One of the main takeaways from this panel was the overall strength of the U.S. agricultural economy. By and large, producers were aggressive in locking in low interest rates, and many have cash reserves available.
“This is a great year for farmers to make investments in their farms and in new technologies,” said Fiocco.
In addition to the panels and keynote discussions, Agricultural Innovations, LLC and the company’s High Island Organics fertilizer brand, was named AURI’s Ag Innovator of the Year (see pages 6-7 for a profile on the winners). The AURI Board of Directors bestows the Ag Innovator of the Year to a Minnesota company or entrepreneur making a substantial impact in the areas of product innovation, uniqueness and commercialization potential.
Based in Winthrop, Minn., Agricultural Innovations, LLC produces high-quality organic fertilizer products using chicken manure. The products are available at retailers throughout Minnesota, Iowa, North Dakota and South Dakota. Brothers Adam and Michael Asmus have worked with AURI since 2017 on product formulation and the development of a pelleted fertilizer product.
“When we first met with the AURI team, we had a product that we knew was going to be useful, but the question, was how do we get it into consumer channels?” said Adam Asmus. “AURI was instrumental in solving that problem.”

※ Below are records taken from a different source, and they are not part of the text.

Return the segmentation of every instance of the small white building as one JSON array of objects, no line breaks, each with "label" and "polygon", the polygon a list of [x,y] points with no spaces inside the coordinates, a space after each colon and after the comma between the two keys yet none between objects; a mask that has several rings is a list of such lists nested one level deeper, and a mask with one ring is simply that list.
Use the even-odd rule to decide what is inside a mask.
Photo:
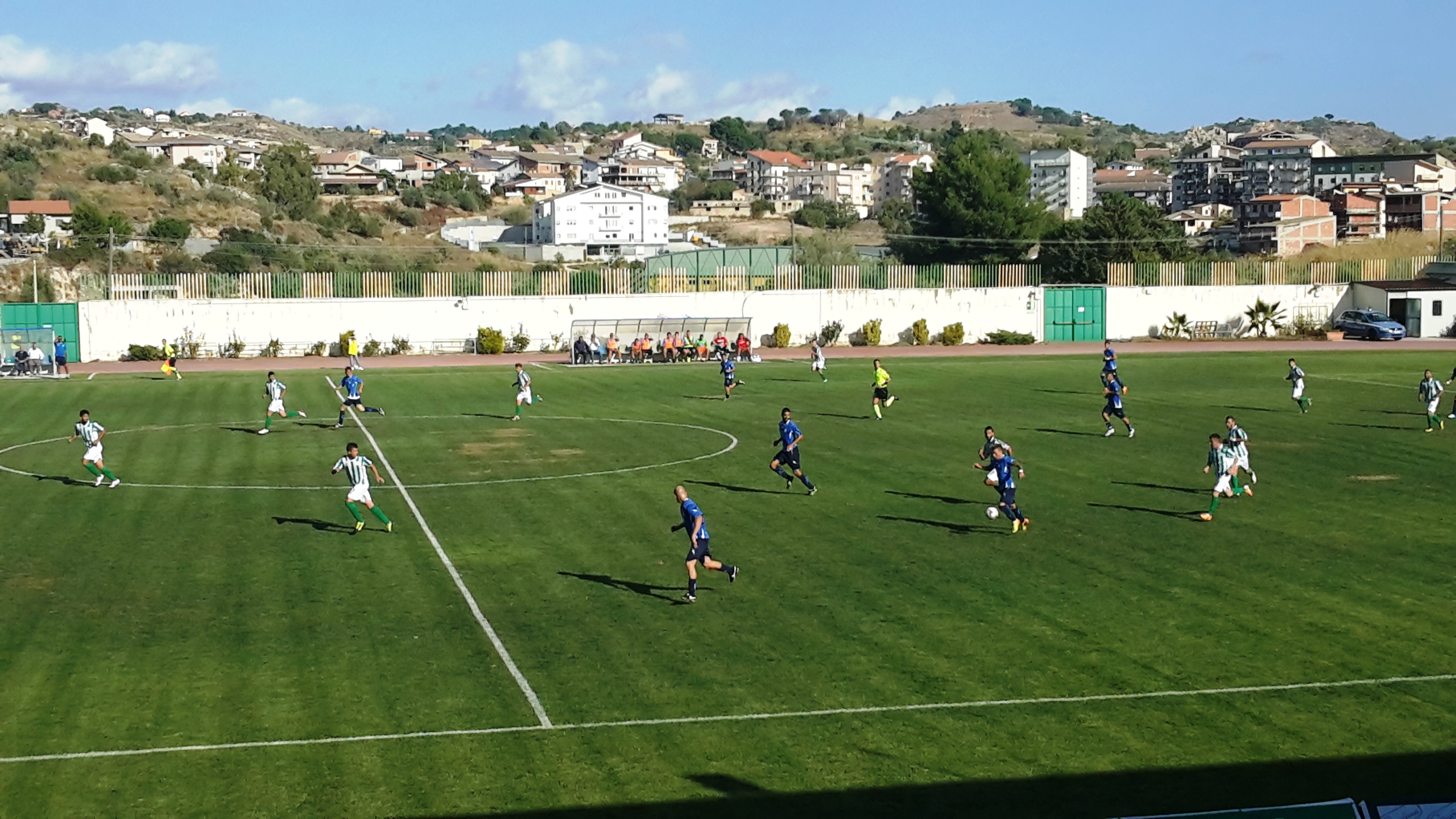
[{"label": "small white building", "polygon": [[654,256],[667,249],[667,197],[593,185],[536,203],[536,245],[584,245],[587,256]]},{"label": "small white building", "polygon": [[1031,168],[1031,198],[1063,219],[1082,219],[1096,204],[1096,163],[1072,149],[1042,149],[1021,154]]}]

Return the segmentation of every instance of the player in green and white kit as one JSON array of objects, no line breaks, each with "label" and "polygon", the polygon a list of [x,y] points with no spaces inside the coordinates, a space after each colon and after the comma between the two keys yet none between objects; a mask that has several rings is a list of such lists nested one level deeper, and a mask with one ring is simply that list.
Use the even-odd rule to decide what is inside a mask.
[{"label": "player in green and white kit", "polygon": [[[1255,475],[1254,469],[1249,466],[1249,433],[1243,431],[1243,427],[1233,420],[1233,415],[1224,418],[1223,426],[1229,427],[1229,436],[1224,439],[1223,444],[1233,447],[1233,453],[1239,456],[1239,469],[1249,474],[1251,484],[1258,484],[1259,477]],[[1238,475],[1233,477],[1233,491],[1239,491]]]},{"label": "player in green and white kit", "polygon": [[1441,379],[1431,376],[1430,370],[1425,370],[1425,377],[1421,379],[1421,386],[1417,388],[1421,401],[1425,402],[1425,431],[1434,433],[1436,430],[1444,430],[1446,421],[1441,421]]},{"label": "player in green and white kit", "polygon": [[272,370],[268,370],[268,383],[264,385],[264,393],[268,396],[268,414],[264,415],[264,428],[258,430],[258,434],[265,436],[272,427],[272,417],[280,418],[307,418],[303,412],[290,412],[282,407],[282,395],[288,392],[288,385],[278,380],[278,376]]},{"label": "player in green and white kit", "polygon": [[1289,375],[1284,376],[1284,380],[1294,382],[1294,392],[1290,395],[1290,398],[1294,401],[1294,404],[1299,404],[1300,412],[1309,412],[1309,405],[1312,404],[1312,401],[1305,398],[1305,370],[1299,369],[1299,364],[1294,363],[1294,358],[1289,360]]},{"label": "player in green and white kit", "polygon": [[76,433],[73,433],[70,440],[66,443],[82,439],[82,443],[86,444],[86,455],[82,456],[82,466],[84,466],[92,475],[96,475],[95,485],[99,487],[102,481],[111,478],[111,488],[115,490],[121,485],[121,478],[112,475],[111,469],[108,469],[106,463],[102,461],[100,439],[103,437],[106,437],[106,427],[90,420],[90,410],[82,410],[82,420],[76,423]]},{"label": "player in green and white kit", "polygon": [[349,477],[351,487],[348,497],[344,500],[344,506],[349,507],[349,514],[354,516],[354,532],[364,530],[364,516],[360,514],[358,506],[361,503],[374,513],[374,517],[380,519],[386,532],[393,532],[395,523],[384,516],[384,512],[380,510],[380,507],[374,506],[374,498],[368,494],[368,474],[374,472],[374,481],[379,484],[383,484],[384,478],[380,477],[379,468],[374,466],[373,461],[360,455],[360,444],[349,442],[349,444],[344,447],[344,458],[333,463],[332,474],[338,475],[341,471]]},{"label": "player in green and white kit", "polygon": [[[1208,465],[1203,471],[1208,472],[1210,469],[1219,475],[1219,481],[1213,485],[1213,503],[1208,504],[1208,512],[1198,514],[1203,520],[1213,520],[1213,513],[1219,510],[1219,495],[1233,497],[1238,494],[1230,484],[1238,479],[1235,472],[1239,469],[1239,456],[1233,453],[1232,447],[1223,446],[1223,437],[1219,433],[1208,436]],[[1252,495],[1254,487],[1243,487],[1243,494]]]}]

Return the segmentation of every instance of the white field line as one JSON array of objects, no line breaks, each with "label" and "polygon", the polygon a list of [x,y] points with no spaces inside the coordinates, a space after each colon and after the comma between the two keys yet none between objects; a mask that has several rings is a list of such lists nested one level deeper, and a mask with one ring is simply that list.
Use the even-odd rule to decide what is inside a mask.
[{"label": "white field line", "polygon": [[[344,404],[344,395],[339,393],[329,376],[323,376],[323,380],[328,382],[329,389],[339,396],[339,404]],[[440,538],[435,538],[434,530],[430,529],[430,523],[425,522],[425,516],[419,513],[419,507],[415,506],[415,498],[409,495],[409,490],[405,488],[405,482],[399,479],[399,475],[395,472],[395,466],[390,465],[389,458],[384,456],[384,450],[380,449],[379,442],[374,440],[374,433],[368,431],[368,427],[364,426],[364,420],[358,417],[354,407],[349,407],[348,410],[354,423],[358,424],[360,431],[364,433],[370,446],[374,447],[374,455],[379,456],[379,462],[383,463],[384,471],[389,472],[389,479],[395,481],[395,488],[397,488],[400,497],[405,498],[405,503],[409,506],[409,512],[415,516],[415,522],[419,523],[419,528],[425,532],[425,538],[430,539],[430,545],[435,548],[435,555],[440,557],[440,563],[443,563],[446,571],[450,573],[450,579],[454,580],[456,589],[460,590],[460,596],[464,597],[466,605],[470,606],[470,614],[475,615],[475,621],[480,624],[480,631],[485,631],[485,635],[491,640],[491,646],[495,647],[495,653],[501,656],[501,662],[505,663],[505,669],[511,672],[513,678],[515,678],[515,685],[521,688],[521,694],[524,694],[526,701],[530,702],[531,711],[536,711],[536,718],[540,721],[540,727],[552,727],[550,717],[546,716],[546,708],[542,708],[542,701],[536,697],[536,691],[531,689],[531,683],[526,679],[526,675],[521,673],[521,669],[517,667],[515,660],[511,659],[511,653],[505,650],[505,643],[501,643],[501,637],[495,632],[491,621],[485,619],[480,605],[475,602],[475,595],[470,593],[470,589],[464,584],[464,579],[460,577],[460,573],[456,570],[450,555],[447,555],[444,546],[440,545]]]},{"label": "white field line", "polygon": [[1280,691],[1312,691],[1331,688],[1363,688],[1396,683],[1421,682],[1450,682],[1456,681],[1456,673],[1430,676],[1388,676],[1380,679],[1345,679],[1338,682],[1294,682],[1286,685],[1241,685],[1233,688],[1195,688],[1179,691],[1146,691],[1137,694],[1089,694],[1083,697],[1034,697],[1025,700],[974,700],[967,702],[925,702],[919,705],[871,705],[863,708],[820,708],[814,711],[775,711],[764,714],[721,714],[712,717],[665,717],[658,720],[616,720],[604,723],[565,723],[565,724],[536,724],[510,726],[498,729],[457,729],[435,732],[408,733],[374,733],[361,736],[331,736],[319,739],[274,739],[265,742],[224,742],[215,745],[173,745],[165,748],[128,748],[121,751],[80,751],[73,753],[36,753],[32,756],[0,756],[0,764],[12,762],[47,762],[55,759],[98,759],[106,756],[146,756],[151,753],[179,753],[185,751],[233,751],[240,748],[282,748],[297,745],[339,745],[347,742],[381,742],[393,739],[431,739],[448,736],[483,736],[496,733],[524,732],[553,732],[553,730],[588,730],[588,729],[622,729],[639,726],[676,726],[693,723],[735,723],[754,720],[783,720],[794,717],[833,717],[844,714],[888,714],[897,711],[945,711],[955,708],[1008,708],[1019,705],[1067,705],[1085,702],[1112,702],[1123,700],[1159,700],[1172,697],[1227,697],[1232,694],[1271,694]]},{"label": "white field line", "polygon": [[[395,415],[395,417],[396,418],[459,418],[459,415]],[[572,472],[569,475],[539,475],[539,477],[534,477],[534,478],[494,478],[494,479],[489,479],[489,481],[454,481],[454,482],[446,482],[446,484],[405,484],[405,488],[408,488],[408,490],[434,490],[434,488],[443,488],[443,487],[483,487],[483,485],[489,485],[489,484],[524,484],[524,482],[533,482],[533,481],[563,481],[566,478],[597,478],[597,477],[601,477],[601,475],[620,475],[623,472],[641,472],[642,469],[658,469],[658,468],[662,468],[662,466],[677,466],[680,463],[692,463],[695,461],[705,461],[708,458],[718,458],[719,455],[725,455],[728,452],[732,452],[738,446],[738,437],[734,436],[732,433],[725,433],[724,430],[715,430],[712,427],[700,427],[697,424],[674,424],[674,423],[670,423],[670,421],[642,421],[642,420],[636,420],[636,418],[585,418],[585,417],[575,417],[575,415],[531,415],[531,417],[533,418],[545,418],[545,420],[550,420],[550,421],[606,421],[606,423],[612,423],[612,424],[652,424],[652,426],[658,426],[658,427],[683,427],[683,428],[687,428],[687,430],[702,430],[702,431],[706,431],[706,433],[721,434],[721,436],[724,436],[724,437],[728,439],[728,446],[719,449],[718,452],[709,452],[708,455],[697,455],[697,456],[693,456],[693,458],[683,458],[680,461],[667,461],[664,463],[646,463],[644,466],[622,466],[619,469],[601,469],[601,471],[597,471],[597,472]],[[246,421],[227,421],[227,423],[246,423]],[[208,427],[208,426],[213,426],[213,424],[211,423],[202,423],[202,424],[173,424],[173,426],[169,426],[169,427],[138,427],[135,430],[114,430],[114,431],[109,431],[108,434],[119,436],[122,433],[172,430],[172,428],[185,428],[185,427]],[[0,455],[4,455],[4,453],[7,453],[10,450],[15,450],[15,449],[26,447],[26,446],[36,446],[36,444],[42,444],[42,443],[55,443],[55,442],[63,442],[63,440],[66,440],[64,436],[63,437],[54,437],[54,439],[44,439],[44,440],[32,440],[32,442],[26,442],[26,443],[17,443],[17,444],[0,449]],[[44,475],[41,475],[38,472],[26,472],[25,469],[15,469],[15,468],[6,466],[3,463],[0,463],[0,472],[9,472],[12,475],[20,475],[23,478],[42,478],[44,477]],[[339,488],[338,485],[300,487],[300,485],[291,485],[291,484],[290,485],[232,485],[232,484],[130,484],[130,482],[128,484],[122,484],[122,487],[131,487],[131,488],[140,488],[140,490],[307,490],[307,491],[336,490],[336,488]],[[386,488],[389,488],[389,487],[386,487]]]}]

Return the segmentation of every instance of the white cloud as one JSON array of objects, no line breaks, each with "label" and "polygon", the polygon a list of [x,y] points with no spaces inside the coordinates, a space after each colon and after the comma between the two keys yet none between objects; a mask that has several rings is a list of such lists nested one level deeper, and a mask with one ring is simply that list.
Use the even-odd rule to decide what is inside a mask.
[{"label": "white cloud", "polygon": [[652,114],[657,114],[665,108],[681,111],[693,105],[696,99],[697,93],[693,89],[693,77],[689,73],[658,66],[632,92],[629,102],[633,108],[652,108]]},{"label": "white cloud", "polygon": [[724,83],[713,96],[713,117],[767,119],[785,108],[798,108],[820,95],[820,87],[789,74],[761,74]]},{"label": "white cloud", "polygon": [[552,119],[601,119],[607,111],[601,96],[610,85],[601,71],[612,63],[607,51],[555,39],[517,54],[515,71],[494,96],[510,108],[540,111]]},{"label": "white cloud", "polygon": [[0,85],[9,95],[96,90],[178,92],[217,80],[211,48],[186,42],[128,42],[106,52],[55,54],[0,36]]},{"label": "white cloud", "polygon": [[301,96],[288,99],[274,99],[259,109],[274,119],[298,122],[301,125],[364,125],[365,128],[379,125],[383,114],[377,108],[341,102],[333,105],[319,105]]}]

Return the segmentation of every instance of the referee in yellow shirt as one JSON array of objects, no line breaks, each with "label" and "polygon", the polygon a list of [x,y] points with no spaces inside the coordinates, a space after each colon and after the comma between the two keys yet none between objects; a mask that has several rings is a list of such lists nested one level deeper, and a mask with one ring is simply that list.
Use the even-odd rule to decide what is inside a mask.
[{"label": "referee in yellow shirt", "polygon": [[871,405],[875,408],[875,420],[884,420],[884,415],[879,412],[881,404],[890,407],[894,402],[895,396],[890,395],[890,373],[879,366],[879,358],[875,358],[875,398],[871,401]]}]

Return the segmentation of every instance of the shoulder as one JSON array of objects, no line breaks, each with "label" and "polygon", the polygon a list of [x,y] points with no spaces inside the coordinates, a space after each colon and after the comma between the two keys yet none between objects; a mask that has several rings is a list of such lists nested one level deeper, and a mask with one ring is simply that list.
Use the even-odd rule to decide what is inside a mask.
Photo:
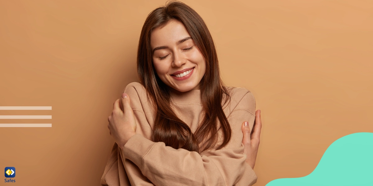
[{"label": "shoulder", "polygon": [[142,110],[146,106],[144,104],[148,102],[147,91],[145,87],[140,83],[134,82],[126,86],[122,93],[125,93],[129,97],[130,104],[132,109]]},{"label": "shoulder", "polygon": [[123,92],[127,93],[127,92],[131,92],[134,91],[144,91],[145,90],[145,87],[141,83],[138,82],[133,82],[127,85],[126,88],[123,90]]},{"label": "shoulder", "polygon": [[253,93],[242,87],[226,87],[231,97],[229,104],[229,112],[244,110],[255,116],[256,103]]}]

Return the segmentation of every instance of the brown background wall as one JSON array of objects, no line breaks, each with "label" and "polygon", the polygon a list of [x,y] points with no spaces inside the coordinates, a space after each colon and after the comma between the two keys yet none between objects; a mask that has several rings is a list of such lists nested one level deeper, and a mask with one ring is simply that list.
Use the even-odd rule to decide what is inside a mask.
[{"label": "brown background wall", "polygon": [[[224,82],[250,90],[262,110],[256,185],[306,176],[338,138],[373,132],[371,1],[182,1],[207,24]],[[99,185],[114,142],[107,117],[138,81],[141,27],[165,2],[0,1],[0,106],[52,107],[0,110],[53,117],[0,119],[52,124],[0,128],[13,185]]]}]

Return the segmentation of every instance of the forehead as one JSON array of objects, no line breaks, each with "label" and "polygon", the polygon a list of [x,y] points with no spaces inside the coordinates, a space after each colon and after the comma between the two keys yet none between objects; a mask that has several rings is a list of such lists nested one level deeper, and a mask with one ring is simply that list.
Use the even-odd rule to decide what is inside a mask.
[{"label": "forehead", "polygon": [[171,46],[186,37],[190,36],[184,25],[180,21],[171,20],[163,27],[153,30],[150,35],[152,49],[161,46]]}]

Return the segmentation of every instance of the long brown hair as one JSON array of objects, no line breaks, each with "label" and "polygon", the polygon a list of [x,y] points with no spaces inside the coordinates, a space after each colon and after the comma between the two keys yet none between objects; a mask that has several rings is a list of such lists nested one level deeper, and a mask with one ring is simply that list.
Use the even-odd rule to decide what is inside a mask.
[{"label": "long brown hair", "polygon": [[[172,109],[170,102],[170,89],[172,88],[160,79],[153,63],[150,46],[151,32],[173,19],[184,25],[206,61],[206,71],[200,82],[204,119],[194,134]],[[173,0],[152,11],[141,30],[137,60],[141,83],[147,91],[148,99],[152,101],[157,110],[153,141],[163,142],[166,146],[176,149],[182,148],[200,153],[216,144],[219,121],[224,138],[216,150],[221,149],[229,142],[231,129],[222,107],[230,97],[220,78],[217,55],[212,37],[204,22],[194,10],[183,3]],[[223,99],[224,103],[222,102]],[[200,143],[202,147],[200,147]]]}]

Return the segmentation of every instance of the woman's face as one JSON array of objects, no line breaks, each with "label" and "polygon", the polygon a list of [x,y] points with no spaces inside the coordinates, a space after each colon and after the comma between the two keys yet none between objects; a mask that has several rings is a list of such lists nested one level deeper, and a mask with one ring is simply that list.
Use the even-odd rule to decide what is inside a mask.
[{"label": "woman's face", "polygon": [[150,45],[154,67],[163,83],[181,92],[199,89],[206,62],[182,23],[172,19],[154,29]]}]

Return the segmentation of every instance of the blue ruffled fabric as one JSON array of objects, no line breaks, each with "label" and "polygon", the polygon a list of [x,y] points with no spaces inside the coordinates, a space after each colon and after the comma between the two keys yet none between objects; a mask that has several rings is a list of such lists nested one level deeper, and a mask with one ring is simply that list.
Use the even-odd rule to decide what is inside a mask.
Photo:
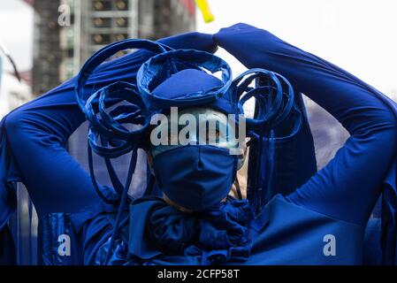
[{"label": "blue ruffled fabric", "polygon": [[148,197],[130,206],[128,252],[147,264],[183,256],[186,263],[219,264],[246,261],[254,213],[247,200],[221,203],[200,213],[185,213],[163,199]]}]

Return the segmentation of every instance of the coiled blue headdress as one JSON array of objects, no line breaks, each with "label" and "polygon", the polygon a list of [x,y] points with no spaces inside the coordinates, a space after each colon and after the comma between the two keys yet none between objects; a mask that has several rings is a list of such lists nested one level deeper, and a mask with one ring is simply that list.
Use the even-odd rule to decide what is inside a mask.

This year’s New Uses Forum also played host to the 2023 Bold Open Reverse Pitch session. The Bold Open brought together eight forward-looking Minnesota food and agriculture companies to share innovative industry challenges in need of novel solutions from entrepreneurs, researchers and innovators. The challenges included:
• Help Us Upcycle 3 Million Pounds of Spent Coffee Grounds (Bizzy Coffee)
• Fast Decision Making for Small Agricultural Loans (Bremer Bank)
• Traceability in Row Crops (CHS Inc.)
• Ag Data Wrangling (Compeer Financial)
• Upcycled Food Ingredient Landscape (Hormel Foods)
• Scaling Innovation—Oilseed Crop Pressing, Workforce Training and New Uses (Minnesota Soybean Research & Promotion Council)
• Identifying High-potential Strategies to Deploy Medically Tailored Foods as a Reimbursable Health/Medical/Insurance/Wellness Expense (Step One Foods)
• Recovery of Nutrients from Agricultural-Derived Waste Streams (AURI)
The participating organizations sought collaborators who could help accelerate innovative ideas into the marketplace. Entrepreneurs, businesses, researchers, innovators and others were encouraged to submit solutions to these challenges at the Bold Open website.
The New Uses Forum concluded with the Smash the Senses networking event. Eleven emerging Minnesota food companies, many of which were current or past clients of AURI showcased their latest food and beverage products.